Kiki Smith Sculptures

25 settembre – 8 novembre 2015

Il quinto progetto promosso dalla famiglia Ceretto è ancora frutto della sinergia con il curatore Bill Katz ed ha coinvolto Kiki Smith, pittrice e scultrice americana tra le più quotate nel panorama contemporaneo mondiale.
Per l’occasione l’artista ha scelto 3 grandi sculture rappresentative della sua produzione artistica. Mary Magdalene, in onore al nome stesso del luogo che ospita la mostra, è un’opera del 1994 realizzata in bronzo, silicone e acciaio e rappresenta la Maddalena come una donna selvaggia secondo la tradizione medievale e rinascimentale. Announciation, scultura creata nel 2008, è una fusione d’alluminio che rappresenta un uomo seduto, dalla testa sproporzionatamente grande, con il braccio alzato in un gesto di saluto spesso rappresentato nelle opere cristiane. L’artista definisce l’opera come “un’immagine androgina della vergine al momento dell’annunciazione”.  She-Wolf, scultura bronzea del 2001, rappresenta una lupa, figura ricorrente nell’arte di Kiki Smith, incontro tra mondo mitologico, inconscio e regno naturale.
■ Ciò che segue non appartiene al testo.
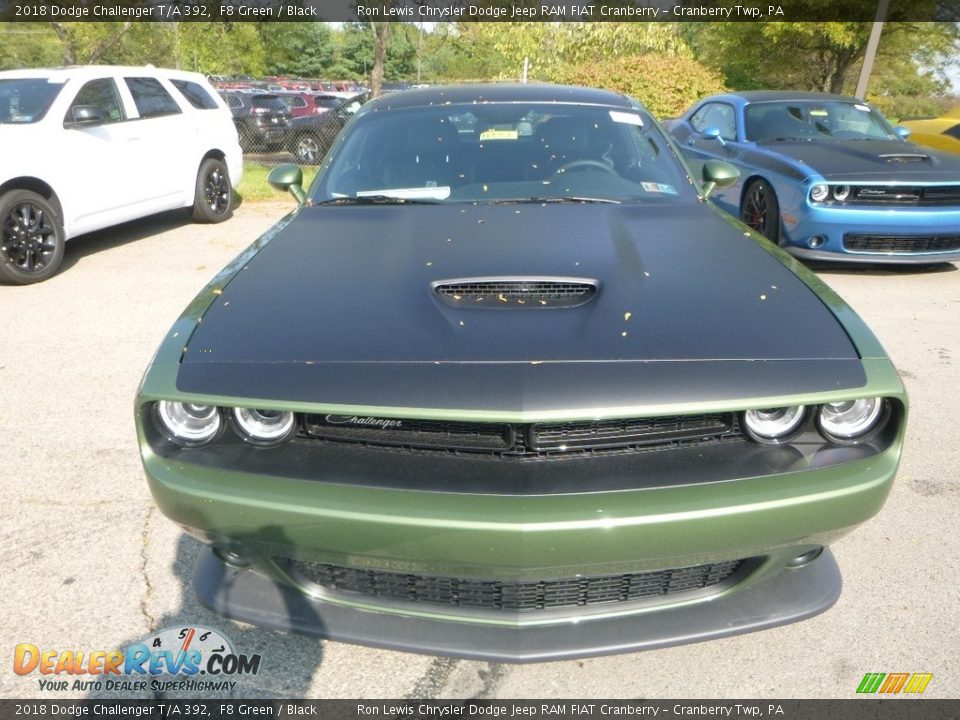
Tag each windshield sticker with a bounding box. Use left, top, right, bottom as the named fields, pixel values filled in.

La personale di Kiki Smith non è che l’ultimo legame fra i Ceretto e l’artista. Nel giugno 2014 un eccezionale intervento permanente ha interessato la facciata de La Piola, il ristorante di tradizione di proprietà della famiglia situato in Piazza Duomo ad Alba. Sotto i portici che accolgono il locale splende La Speranza, un disegno poetico realizzato in foglia d’oro che completa l’installazione My happy dream creata due anni fa per l’interno della sala.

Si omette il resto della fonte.